If you would like to use the latest github version with more bug fixes, please use the second installation method.

Usage (v1.1)

Normalize your bibtex file with the official converence information:

rebiber -i /path/to/input.bib -o /path/to/output.bib

You can find a pair of example input and output files in rebiber/example_input.bib and rebiber/example_output.bib.

argument usage
-i or --input_bib. The path to the input bib file that you want to update
-o or --output_bib. The path to the output bib file that you want to save. If you don't specify any -o then it will be the same as the -i.
-r or --remove. A comma-seperated list of value names that you want to remove, such as -r "url,biburl,address,publisher,pages". Empty by default.
-s or --shorten. A bool argument that is False by default, used for replacing booktitle with abbreviation in -a.
-d or --deduplicate. A bool argument that is True by default, used for removing the duplicate bib entries sharing the same key.
-l or --bib_list. The path to the list of the bib json files to be loaded. Check rebiber/bib_list.txt for the default file. Usually you don't need to set this argument.
-a or --abbr_tsv. The list of conference abbreviation data. Check rebiber/abbr.tsv for the default file. Usually you don't need to set this argument.

Example Input and Output

An example input entry with the arXiv information (from Google Scholar or somewhere):

@article{lin2020birds,
	title={Birds have four legs?! NumerSense: Probing Numerical Commonsense Knowledge of Pre-trained Language Models},
	author={Lin, Bill Yuchen and Lee, Seyeon and Khanna, Rahul and Ren, Xiang},
	journal={arXiv preprint arXiv:2005.00683},
	year={2020}
}

An example normalized output entry with the official information:

@inproceedings{lin2020birds,
    title = "{B}irds have four legs?! {N}umer{S}ense: {P}robing {N}umerical {C}ommonsense {K}nowledge of {P}re-{T}rained {L}anguage {M}odels",
    author = "Lin, Bill Yuchen  and
      Lee, Seyeon  and
      Khanna, Rahul  and
      Ren, Xiang",
    booktitle = "Proceedings of the 2020 Conference on Empirical Methods in Natural Language Processing (EMNLP)",
    month = nov,
    year = "2020",
    address = "Online",
    publisher = "Association for Computational Linguistics",
    url = "https://www.aclweb.org/anthology/2020.emnlp-main.557",
    doi = "10.18653/v1/2020.emnlp-main.557",
    pages = "6862--6868",
}

Supported Conferences

The bib_list.txt contains a list of converted json files of the official bib data. In this repo, we now support the full ACL anthology, i.e., all papers that are published at *CL conferences (ACL, EMNLP, NAACL, etc.) as well as workshops. Also, we support any conference proceedings that can be downloaded from DBLP, for example, ICLR2020.

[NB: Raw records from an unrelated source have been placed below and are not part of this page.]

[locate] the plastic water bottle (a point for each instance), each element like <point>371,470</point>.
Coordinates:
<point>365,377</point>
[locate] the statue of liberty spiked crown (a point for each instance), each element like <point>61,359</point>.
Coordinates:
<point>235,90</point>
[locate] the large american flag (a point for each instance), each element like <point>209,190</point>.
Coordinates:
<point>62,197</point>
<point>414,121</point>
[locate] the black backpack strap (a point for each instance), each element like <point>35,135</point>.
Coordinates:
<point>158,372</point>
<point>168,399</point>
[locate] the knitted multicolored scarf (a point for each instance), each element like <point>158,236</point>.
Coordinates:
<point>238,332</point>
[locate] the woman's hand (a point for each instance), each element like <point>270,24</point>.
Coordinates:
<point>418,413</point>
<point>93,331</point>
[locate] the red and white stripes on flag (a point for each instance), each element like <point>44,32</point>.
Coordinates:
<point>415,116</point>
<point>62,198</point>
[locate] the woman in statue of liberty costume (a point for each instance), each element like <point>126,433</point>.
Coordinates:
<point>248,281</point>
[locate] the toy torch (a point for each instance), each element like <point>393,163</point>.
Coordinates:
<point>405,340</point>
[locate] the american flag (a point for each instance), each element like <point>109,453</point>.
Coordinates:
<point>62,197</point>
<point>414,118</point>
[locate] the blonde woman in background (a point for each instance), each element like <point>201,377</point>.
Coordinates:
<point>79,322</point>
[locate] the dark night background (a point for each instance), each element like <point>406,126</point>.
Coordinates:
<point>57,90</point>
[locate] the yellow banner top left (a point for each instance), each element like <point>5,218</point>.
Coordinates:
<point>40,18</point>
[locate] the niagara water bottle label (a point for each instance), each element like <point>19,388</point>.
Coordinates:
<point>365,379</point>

The following conferences are supported and their bib/json files are in our data folder. You can turn each item on/off in bib_list.txt. Please feel free to create PR for adding new conferences following this!

Name Years
ACL Anthology (until 2021-01)
AAAI 2010 -- 2020
AISTATS 2013 -- 2020
ALENEX 2010 -- 2020
ASONAM 2010 -- 2019
BigDataConf 2013 -- 2019
BMVC 2010 -- 2020
CHI 2010 -- 2020
CIDR 2009 -- 2020
CIKM 2010 -- 2020
COLT 2000 -- 2020
CVPR 2000 -- 2020
ICASSP 2015 -- 2020
ICCV 2003 -- 2019
ICLR 2013 -- 2020
ICML 2000 -- 2020
IJCAI 2011 -- 2020
KDD 2010 -- 2020
MLSys 2019 -- 2020
NeurIPS 2000 -- 2020
RECSYS 2010 -- 2020
SDM 2010 -- 2020
SIGIR 2010 -- 2020
SIGMOD 2010 -- 2020
SODA 2010 -- 2020
STOC 2010 -- 2020
UAI 2010 -- 2020
WSDM 2008 -- 2020
WWW (The Web Conf) 2001 -- 2020

Thanks for Anton Tsitsulin's great work on collecting such a complete set bib files!

Adding a new conference

You can manually add any conferences from DBLP by downloading its bib file to our data folder, then convert the conference bib file to the json format, and finally add its path to the bib_list.txt.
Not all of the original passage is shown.